Sanatçı örneğimize dönecek olursak, sanatçılar genel olarak serbest meslek erbabı olarak faaliyet göstermektedir ve Katma Değer Vergisi mükellefiyetleri bulunmaktadır. Bu durumda sanatçının kiralama işleminde tevkifat zorunluluğu doğmayacaktır. Yani bu tarz bir vinç kiralama işleminde KDV tevkifatı yapılması zorunluluğu yoktur. KDV mükellefi olmayan bir kişinin vinç kiraya vermesi durumunda bizce önce vinç alınacak parayı nereden bulduğunu kendisine sormak daha iyi bir tercih olabilir. Siz yine KDV’yi tevkif etmeyi ihmal etmeyin.
Operatörlü Vinç Kiralama İşleminde KDV Tevkifatı
Bir önceki örnekte KDV mükellefi olmayan gerçek kişilerden yola çıkmıştık. Bununla beraber iki taraf da Katma Değer Vergisi Mükellefi olsa ya da alıcı KDV mükellefi olmasa dahi yine de belli şartlarda KDV tevkifatı yapma zorunluluğu doğmaktadır. Bu durumlardan birisi de vincin bu vinci idare edecek personelle birlikte kiralanmasıdır. Kiraya veren firmanın bünyesinde iş akdiyle çalışan operatörün başka bir firmaya, o firmanın emir ve talimatlarına uyacak şekilde çalışmak üzere gönderilmesi işlemi işgücü temini hizmeti olarak değerlendirilmektedir.

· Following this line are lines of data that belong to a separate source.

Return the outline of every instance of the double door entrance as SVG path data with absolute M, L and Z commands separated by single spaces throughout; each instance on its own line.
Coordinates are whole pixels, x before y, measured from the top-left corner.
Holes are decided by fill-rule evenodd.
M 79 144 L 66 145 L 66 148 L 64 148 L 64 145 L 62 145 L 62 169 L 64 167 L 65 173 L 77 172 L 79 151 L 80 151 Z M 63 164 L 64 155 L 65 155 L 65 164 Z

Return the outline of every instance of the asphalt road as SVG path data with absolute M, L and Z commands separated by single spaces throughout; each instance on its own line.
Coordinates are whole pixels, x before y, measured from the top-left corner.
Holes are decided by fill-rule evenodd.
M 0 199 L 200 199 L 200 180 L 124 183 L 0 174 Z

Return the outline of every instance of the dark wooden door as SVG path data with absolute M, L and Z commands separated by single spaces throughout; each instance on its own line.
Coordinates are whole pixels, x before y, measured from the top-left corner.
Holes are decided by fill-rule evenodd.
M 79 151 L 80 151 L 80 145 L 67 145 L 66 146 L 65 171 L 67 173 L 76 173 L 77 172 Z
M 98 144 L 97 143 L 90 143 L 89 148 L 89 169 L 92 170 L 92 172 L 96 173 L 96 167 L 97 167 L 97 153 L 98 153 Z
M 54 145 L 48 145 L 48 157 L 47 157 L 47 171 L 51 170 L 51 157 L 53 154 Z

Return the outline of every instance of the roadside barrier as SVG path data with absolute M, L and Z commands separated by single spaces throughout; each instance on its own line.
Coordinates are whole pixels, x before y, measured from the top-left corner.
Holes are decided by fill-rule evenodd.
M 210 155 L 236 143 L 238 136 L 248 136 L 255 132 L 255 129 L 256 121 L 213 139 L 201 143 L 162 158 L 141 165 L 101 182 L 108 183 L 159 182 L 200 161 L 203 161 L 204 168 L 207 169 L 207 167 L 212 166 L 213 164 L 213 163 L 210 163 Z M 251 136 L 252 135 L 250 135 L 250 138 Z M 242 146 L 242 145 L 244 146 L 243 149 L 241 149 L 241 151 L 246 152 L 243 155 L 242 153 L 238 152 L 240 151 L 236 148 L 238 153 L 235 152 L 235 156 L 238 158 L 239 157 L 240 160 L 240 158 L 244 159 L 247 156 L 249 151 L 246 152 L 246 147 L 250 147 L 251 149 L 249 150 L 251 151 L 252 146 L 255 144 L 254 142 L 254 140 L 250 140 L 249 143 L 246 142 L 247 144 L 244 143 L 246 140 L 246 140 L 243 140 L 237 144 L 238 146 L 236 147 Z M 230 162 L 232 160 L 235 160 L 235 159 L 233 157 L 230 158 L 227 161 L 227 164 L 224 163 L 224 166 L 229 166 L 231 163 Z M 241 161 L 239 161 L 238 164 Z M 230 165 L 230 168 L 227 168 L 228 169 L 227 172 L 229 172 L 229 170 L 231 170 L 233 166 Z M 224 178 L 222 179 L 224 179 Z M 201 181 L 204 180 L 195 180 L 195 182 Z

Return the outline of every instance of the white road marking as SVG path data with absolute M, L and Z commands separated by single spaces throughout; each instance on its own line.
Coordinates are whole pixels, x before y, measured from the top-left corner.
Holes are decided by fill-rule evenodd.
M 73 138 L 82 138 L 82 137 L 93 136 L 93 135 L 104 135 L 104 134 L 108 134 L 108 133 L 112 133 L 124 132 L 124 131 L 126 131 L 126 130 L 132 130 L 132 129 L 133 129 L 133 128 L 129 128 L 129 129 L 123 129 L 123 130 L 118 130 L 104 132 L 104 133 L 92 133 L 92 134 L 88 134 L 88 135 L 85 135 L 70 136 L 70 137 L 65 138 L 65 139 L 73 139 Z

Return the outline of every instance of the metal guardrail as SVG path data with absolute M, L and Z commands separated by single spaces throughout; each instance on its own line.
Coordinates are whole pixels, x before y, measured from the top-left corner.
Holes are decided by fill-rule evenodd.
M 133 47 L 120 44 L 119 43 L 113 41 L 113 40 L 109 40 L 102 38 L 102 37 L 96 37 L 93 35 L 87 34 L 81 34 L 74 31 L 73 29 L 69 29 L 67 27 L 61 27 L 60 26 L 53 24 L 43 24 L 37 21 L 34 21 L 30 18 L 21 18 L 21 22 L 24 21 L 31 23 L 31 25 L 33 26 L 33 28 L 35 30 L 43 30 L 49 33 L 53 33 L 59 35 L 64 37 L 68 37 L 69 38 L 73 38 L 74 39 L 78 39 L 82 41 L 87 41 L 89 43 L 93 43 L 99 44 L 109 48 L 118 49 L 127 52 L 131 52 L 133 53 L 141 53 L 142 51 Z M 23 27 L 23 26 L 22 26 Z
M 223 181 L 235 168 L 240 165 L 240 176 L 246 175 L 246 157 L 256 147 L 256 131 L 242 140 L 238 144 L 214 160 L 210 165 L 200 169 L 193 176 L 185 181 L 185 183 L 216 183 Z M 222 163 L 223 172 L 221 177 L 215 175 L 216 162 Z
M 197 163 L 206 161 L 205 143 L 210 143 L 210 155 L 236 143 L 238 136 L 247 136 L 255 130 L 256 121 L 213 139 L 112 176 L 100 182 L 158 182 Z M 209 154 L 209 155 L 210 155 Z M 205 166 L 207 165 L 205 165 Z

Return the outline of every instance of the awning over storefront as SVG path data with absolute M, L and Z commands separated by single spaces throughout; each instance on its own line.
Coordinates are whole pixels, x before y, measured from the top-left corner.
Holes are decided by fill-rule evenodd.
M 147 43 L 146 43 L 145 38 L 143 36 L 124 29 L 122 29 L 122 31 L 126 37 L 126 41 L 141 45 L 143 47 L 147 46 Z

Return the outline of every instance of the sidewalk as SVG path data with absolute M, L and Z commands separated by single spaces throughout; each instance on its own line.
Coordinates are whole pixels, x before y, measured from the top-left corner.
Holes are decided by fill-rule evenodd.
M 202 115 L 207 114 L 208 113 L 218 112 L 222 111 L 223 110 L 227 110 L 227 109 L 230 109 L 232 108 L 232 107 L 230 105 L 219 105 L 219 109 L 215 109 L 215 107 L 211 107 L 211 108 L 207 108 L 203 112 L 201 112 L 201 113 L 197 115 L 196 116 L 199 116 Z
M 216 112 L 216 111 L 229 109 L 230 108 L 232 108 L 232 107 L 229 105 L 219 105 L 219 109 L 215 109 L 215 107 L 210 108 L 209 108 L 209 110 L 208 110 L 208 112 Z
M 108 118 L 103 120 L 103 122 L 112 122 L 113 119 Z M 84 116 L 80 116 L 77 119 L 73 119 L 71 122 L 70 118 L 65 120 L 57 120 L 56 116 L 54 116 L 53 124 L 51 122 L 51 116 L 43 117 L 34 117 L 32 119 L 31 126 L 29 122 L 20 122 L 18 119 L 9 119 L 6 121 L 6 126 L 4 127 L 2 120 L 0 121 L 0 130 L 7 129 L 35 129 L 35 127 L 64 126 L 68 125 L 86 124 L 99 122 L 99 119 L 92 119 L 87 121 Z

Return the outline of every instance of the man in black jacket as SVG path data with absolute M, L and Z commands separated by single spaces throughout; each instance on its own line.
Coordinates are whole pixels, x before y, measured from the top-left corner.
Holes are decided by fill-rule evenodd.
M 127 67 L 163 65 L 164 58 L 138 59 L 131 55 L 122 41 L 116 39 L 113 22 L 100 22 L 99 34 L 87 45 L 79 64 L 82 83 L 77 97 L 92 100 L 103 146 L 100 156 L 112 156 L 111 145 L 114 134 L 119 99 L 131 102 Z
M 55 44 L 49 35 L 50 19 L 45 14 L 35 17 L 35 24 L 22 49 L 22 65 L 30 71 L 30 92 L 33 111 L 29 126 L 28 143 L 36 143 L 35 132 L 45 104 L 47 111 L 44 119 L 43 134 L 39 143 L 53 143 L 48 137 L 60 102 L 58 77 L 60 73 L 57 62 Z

Bu tür hizmetler, esas itibarıyla, temin edilen elemanların, hizmeti alan işletmenin bilfiil sevk, idare ve kontrolü altında çalıştırılabilmesinin mümkün bulunduğu durumlarda tevkifat kapsamına girmektedir. Bu şekilde ortaya çıkan hizmetlerde aşağıdaki şartların varlığı halinde tevkifat uygulanır:
– Temin edilen elemanların, hizmeti alana ücretli statüsünde hizmet akdiyle bağlı olmaması gerekmektedir.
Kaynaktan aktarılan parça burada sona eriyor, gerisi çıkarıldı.